2.6. Tissue sampling
Intestinal and splenic tissues were obtained before and after the catfish treatments with the tested compounds in the four groups. Splenic tissues were employed for both histopathological and molecular detection of the target inflammatory cytokines' gene expression. Intestinal tissues were used for histopathological investigations.
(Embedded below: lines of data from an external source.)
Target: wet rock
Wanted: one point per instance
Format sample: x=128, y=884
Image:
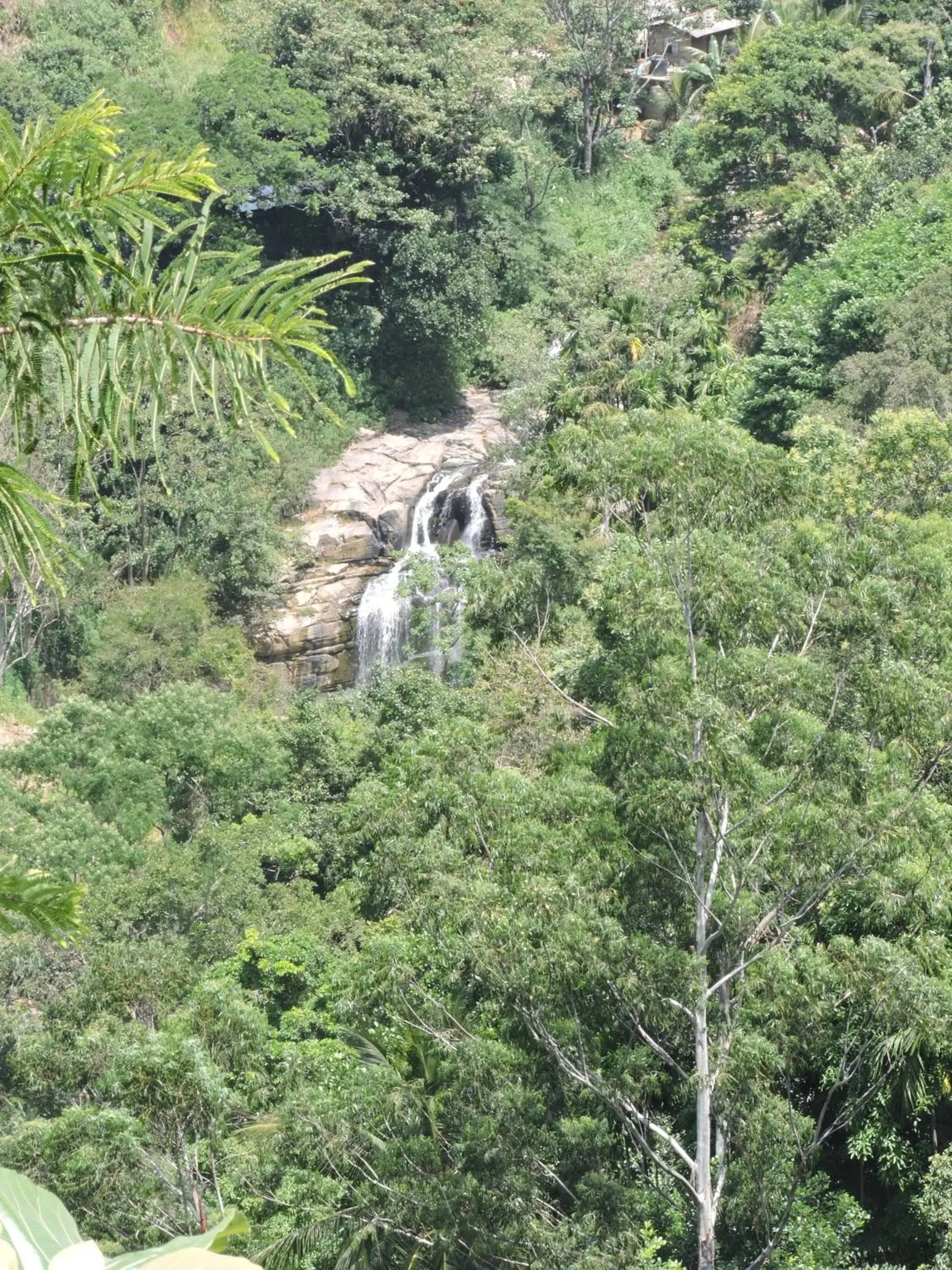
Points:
x=357, y=516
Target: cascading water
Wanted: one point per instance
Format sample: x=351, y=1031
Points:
x=384, y=614
x=476, y=522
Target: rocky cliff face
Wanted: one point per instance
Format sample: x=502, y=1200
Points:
x=357, y=516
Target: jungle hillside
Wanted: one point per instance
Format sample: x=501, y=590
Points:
x=601, y=917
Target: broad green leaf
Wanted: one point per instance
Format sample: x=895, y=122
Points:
x=215, y=1240
x=33, y=1221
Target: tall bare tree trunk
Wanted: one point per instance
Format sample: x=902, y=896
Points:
x=588, y=129
x=704, y=1182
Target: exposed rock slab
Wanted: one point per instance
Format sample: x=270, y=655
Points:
x=357, y=515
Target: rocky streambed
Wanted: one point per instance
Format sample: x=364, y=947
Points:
x=358, y=515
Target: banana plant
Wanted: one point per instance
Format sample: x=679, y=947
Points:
x=39, y=1234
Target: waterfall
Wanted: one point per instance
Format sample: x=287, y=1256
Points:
x=384, y=614
x=476, y=520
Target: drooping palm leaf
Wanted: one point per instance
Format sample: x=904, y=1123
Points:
x=112, y=308
x=35, y=900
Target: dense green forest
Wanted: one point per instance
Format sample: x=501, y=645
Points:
x=629, y=941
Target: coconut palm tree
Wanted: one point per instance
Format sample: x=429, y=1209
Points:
x=112, y=308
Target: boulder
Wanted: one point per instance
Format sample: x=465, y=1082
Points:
x=357, y=516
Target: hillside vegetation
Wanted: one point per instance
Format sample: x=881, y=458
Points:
x=629, y=943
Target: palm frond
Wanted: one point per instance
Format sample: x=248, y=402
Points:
x=37, y=901
x=112, y=309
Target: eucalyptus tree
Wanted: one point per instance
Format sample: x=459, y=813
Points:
x=721, y=996
x=603, y=40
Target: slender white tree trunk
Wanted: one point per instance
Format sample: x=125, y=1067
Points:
x=704, y=1182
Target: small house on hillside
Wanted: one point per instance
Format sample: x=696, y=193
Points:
x=671, y=45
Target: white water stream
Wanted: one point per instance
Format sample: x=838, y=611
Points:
x=384, y=614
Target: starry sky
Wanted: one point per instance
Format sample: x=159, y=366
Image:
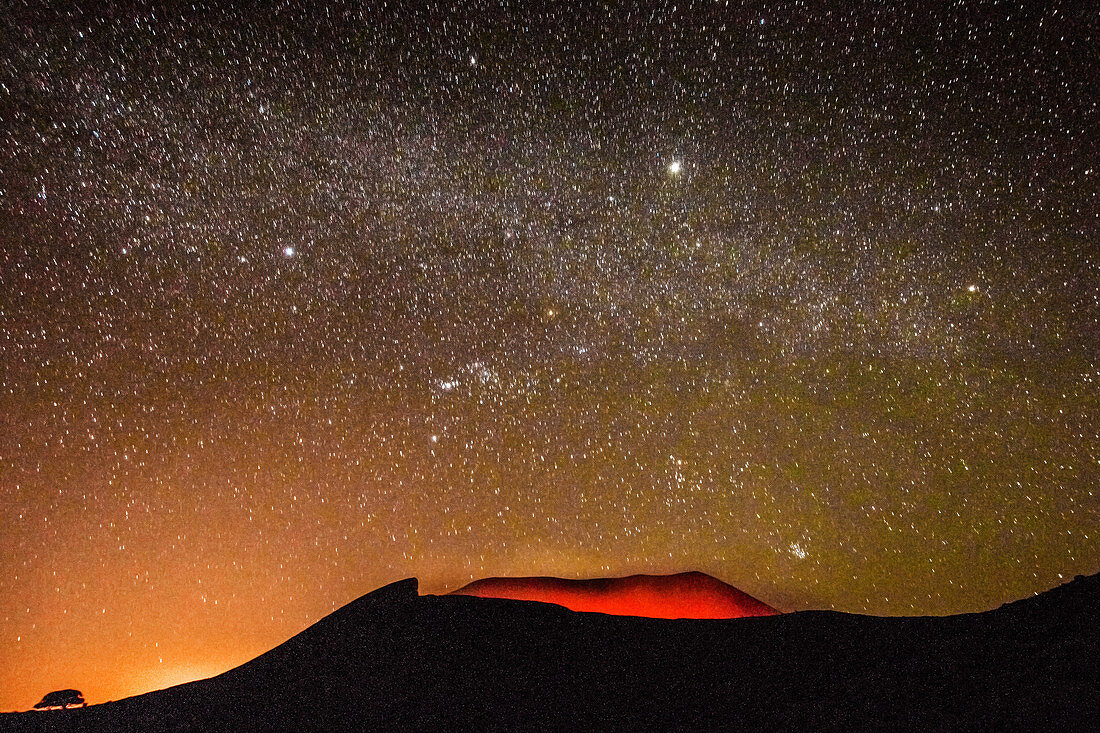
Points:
x=299, y=302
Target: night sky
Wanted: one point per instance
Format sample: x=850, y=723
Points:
x=300, y=302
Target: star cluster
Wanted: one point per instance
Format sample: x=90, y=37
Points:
x=296, y=303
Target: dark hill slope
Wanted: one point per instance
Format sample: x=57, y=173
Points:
x=395, y=660
x=680, y=595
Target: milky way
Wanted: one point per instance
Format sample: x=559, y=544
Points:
x=297, y=303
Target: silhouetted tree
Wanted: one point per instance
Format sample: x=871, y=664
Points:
x=61, y=699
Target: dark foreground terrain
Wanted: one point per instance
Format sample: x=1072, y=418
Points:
x=395, y=660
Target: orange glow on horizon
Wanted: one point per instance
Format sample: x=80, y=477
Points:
x=684, y=595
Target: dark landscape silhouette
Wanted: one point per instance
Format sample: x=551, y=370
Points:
x=397, y=660
x=681, y=595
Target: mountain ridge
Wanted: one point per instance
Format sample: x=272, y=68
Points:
x=393, y=659
x=691, y=594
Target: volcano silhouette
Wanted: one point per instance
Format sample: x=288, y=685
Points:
x=397, y=660
x=681, y=595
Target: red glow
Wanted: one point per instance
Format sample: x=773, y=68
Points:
x=683, y=595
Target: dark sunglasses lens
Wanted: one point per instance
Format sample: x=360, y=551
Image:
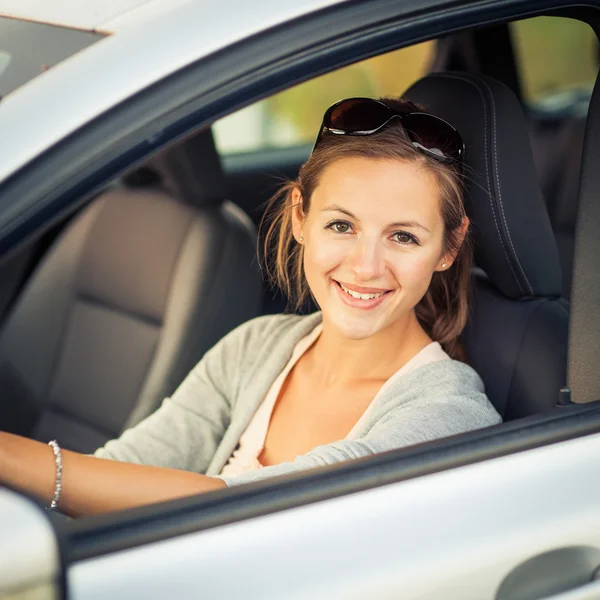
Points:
x=360, y=114
x=434, y=135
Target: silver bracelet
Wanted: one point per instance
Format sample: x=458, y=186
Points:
x=57, y=488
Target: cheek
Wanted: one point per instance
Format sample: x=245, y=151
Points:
x=322, y=257
x=414, y=271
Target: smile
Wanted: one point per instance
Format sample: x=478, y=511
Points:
x=361, y=296
x=365, y=299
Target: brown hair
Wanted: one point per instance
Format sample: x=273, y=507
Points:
x=443, y=310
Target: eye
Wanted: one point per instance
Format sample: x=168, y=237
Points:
x=405, y=238
x=339, y=226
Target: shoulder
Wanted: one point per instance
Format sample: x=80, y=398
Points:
x=263, y=339
x=270, y=329
x=444, y=387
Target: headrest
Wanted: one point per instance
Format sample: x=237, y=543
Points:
x=191, y=170
x=511, y=231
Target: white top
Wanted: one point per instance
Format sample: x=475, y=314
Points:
x=252, y=441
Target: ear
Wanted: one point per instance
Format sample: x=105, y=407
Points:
x=446, y=261
x=298, y=215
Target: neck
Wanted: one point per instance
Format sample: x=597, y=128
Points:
x=335, y=358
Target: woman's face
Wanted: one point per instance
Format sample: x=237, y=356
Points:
x=372, y=239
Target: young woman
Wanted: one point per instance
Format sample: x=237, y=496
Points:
x=374, y=229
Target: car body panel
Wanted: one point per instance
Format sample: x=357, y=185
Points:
x=30, y=562
x=193, y=30
x=455, y=534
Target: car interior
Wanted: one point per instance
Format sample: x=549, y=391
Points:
x=122, y=299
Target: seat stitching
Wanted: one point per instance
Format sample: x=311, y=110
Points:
x=500, y=189
x=490, y=196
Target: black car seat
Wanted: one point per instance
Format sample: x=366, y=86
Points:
x=131, y=295
x=517, y=333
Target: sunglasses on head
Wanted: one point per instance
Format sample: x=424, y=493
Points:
x=365, y=116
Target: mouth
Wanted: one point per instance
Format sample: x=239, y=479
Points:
x=359, y=297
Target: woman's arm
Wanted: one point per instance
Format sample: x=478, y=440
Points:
x=92, y=485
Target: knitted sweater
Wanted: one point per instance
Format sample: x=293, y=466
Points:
x=199, y=427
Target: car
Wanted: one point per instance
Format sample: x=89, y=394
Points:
x=100, y=94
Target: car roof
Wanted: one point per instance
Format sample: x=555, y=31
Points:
x=115, y=68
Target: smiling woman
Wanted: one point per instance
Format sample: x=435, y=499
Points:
x=374, y=229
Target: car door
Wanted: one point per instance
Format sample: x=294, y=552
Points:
x=507, y=512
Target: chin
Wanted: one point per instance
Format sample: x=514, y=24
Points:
x=354, y=328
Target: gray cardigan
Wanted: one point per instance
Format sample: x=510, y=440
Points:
x=199, y=427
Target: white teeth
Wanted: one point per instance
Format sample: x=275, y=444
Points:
x=361, y=296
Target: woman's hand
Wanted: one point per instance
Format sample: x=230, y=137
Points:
x=92, y=485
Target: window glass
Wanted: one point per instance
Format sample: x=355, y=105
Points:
x=557, y=58
x=293, y=116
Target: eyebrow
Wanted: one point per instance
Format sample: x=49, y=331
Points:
x=335, y=207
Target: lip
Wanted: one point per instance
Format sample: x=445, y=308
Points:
x=360, y=289
x=348, y=300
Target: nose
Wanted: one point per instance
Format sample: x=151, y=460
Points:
x=366, y=260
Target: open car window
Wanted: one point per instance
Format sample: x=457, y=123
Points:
x=292, y=117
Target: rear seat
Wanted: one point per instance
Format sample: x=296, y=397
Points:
x=130, y=296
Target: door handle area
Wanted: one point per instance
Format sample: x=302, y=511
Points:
x=589, y=591
x=570, y=573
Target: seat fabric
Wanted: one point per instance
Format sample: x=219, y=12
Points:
x=132, y=294
x=516, y=337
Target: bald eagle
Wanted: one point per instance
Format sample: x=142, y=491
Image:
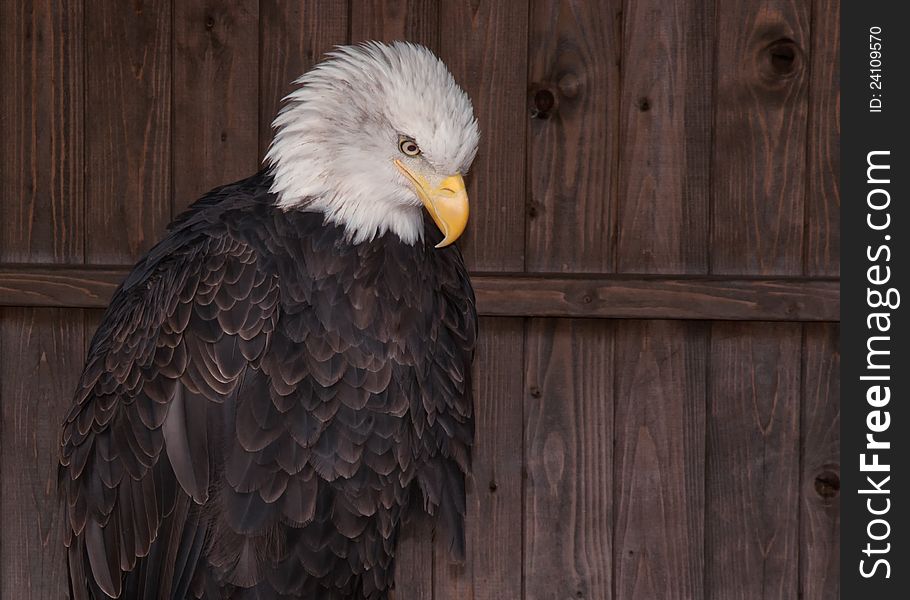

2.7. Histopathological investigations
Specimens from the intestine and spleen were collected and immediately fixed in a 10% buffered neutral formalin solution for 48 hrs, then processed histologically, where the specimens were dehydrated in ascending grades of ethanol (70-100%), cleared in xylene, and finally embedded in paraffin. Five-micron thick paraffin sections were prepared and then routinely stained with Hematoxylin and Eosin (H&E) dyes for any histological changes according to [28]. The microphotographs were taken using a digital Dsc-W 130 super steady cyper shot camera (Sony, Japan) connected to an Olympus BX 21 light microscope.
2.8. Statistical analysis
SPSS version 20 was used to perform statistical analysis on the data. Statistical packages (IBM 1, New Orchard Road, Armonk, New York 10504-1722, United States) presented as a mean ±SD, n = 10 were used. Statistical differences among groups were performed using a one-way analysis of variance (ANOVA). Duncan’s test was used to test inter-group homogeneity. The level of statistical significance was set at p ≤ 0.05.